Makes me think of … that N. was right once again. It annoys me when N. is right. We were jogging for fun along some mystical river. I pushed myself to hold the speed, in part out of pride, in part out of pure habit – that’s how you “run”. You just push your body to do it with some level of violence and lack of consideration. N. asked me why I’m doing it if we’re running just for fun, and found it totally pointless. I agree now, years later, but I needed to read some complicated treatise on sports physiology to believe it 😀
… what was my point? Ah, diving under the wave.
So, I’ve tried, when my body obviously goes low, to go even lower. I’m experimenting with it. I don’t know how low I have to go to regain balance and energy, so – just like in ice skating – I’m experimenting with just going to the ground, to, sort of, zero. Dropping without flinching everything that can be dropped (in my current life luckily most things). That includes dropping ambitions, obsessions, projects, compulsions – at cue, as soon as the “wave” registers. Dropping as much of the thinking as possible (Feldman Barrett’s book also gave me a clue as to why it’s so risky to think in low body budget conditions; maybe some comments on this later).
“The ground” is basically rest and following impulses like hunger (incl. for what is supposed to be eaten) and every other possible bodily impulse – immobility, weird movements, sleeping, other strange movements, not eating, … whatever comes up that genuinely comes up from the body. It’s good to include the soul as well – essentially, minimise doing stuff that I don’t feel like.
For example for the last week, for some weird reason, I’ve felt like baking and eating either cookies or bread every day. I’ve never done that before. I don’t know if it’s healthy or there’s a deeper reason, but that seems to be the “ground level” activity for some reason – the activity that wants to be done all the time somehow.
I’ve also backed off from my commitment to daily writing, because I figured it’s not the moment to experiment with doing things that I really, really don’t feel like. I don’t have the energy budget to waste anything on mental-physical nausea and aversion.
I excuse myself for a day or two from things, a bit like a sudden, instantaneous disappearance. A bit like disappearing while my clothes still float for a moment then fall to the ground, empty.
In the past I needed to fight a lot to do that. To drop projects – I would feel guilty, anxious etc. Over the years it seems like one day of complete “ground” (“off” switch) does far less damage to anything than trying to drag things on and them just degenerating over time, until the “off” days come anyways, and typically more of them. If I feel the voltage rising, it’s better to break the circuit early. A bit recklessly.
Of course the best solution would be to be predictive, but that hasn’t been achieved yet in these quarters. Maybe this time-out is a good period to work on it … as I slowly re-boot activities, one by one in small doses, I can notice which ones push the voltage higher. I can notice after which ones I suddenly want to collapse on the couch or ground again.

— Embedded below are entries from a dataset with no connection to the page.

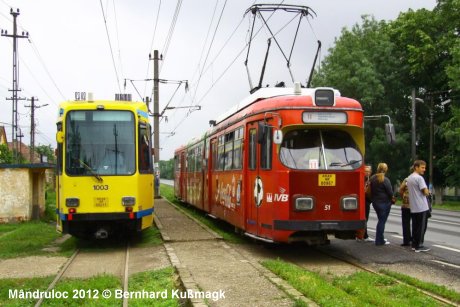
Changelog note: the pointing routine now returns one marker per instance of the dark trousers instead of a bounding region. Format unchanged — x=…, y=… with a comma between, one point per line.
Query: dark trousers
x=419, y=224
x=382, y=210
x=368, y=209
x=405, y=220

I can notice what I felt just before that.
A painstaking process, on some level – but necessary, I think, to dig out of various low-energy conditions. And I’ve also found it liberating, on another level. Doing less, yet actually experiencing far more – being present to less, as opposed to being absent to a lot of stuff that goes on long after my soul and bodily sensibility has withdrawn from the driver’s (or even passenger’s) seat.
Slow, but perhaps finally real, to some degree.
Being sure that much of what is done has been thoroughly tested for hollowness and is being done for a bunch of solid, inwardly validated and life-sustaining reasons.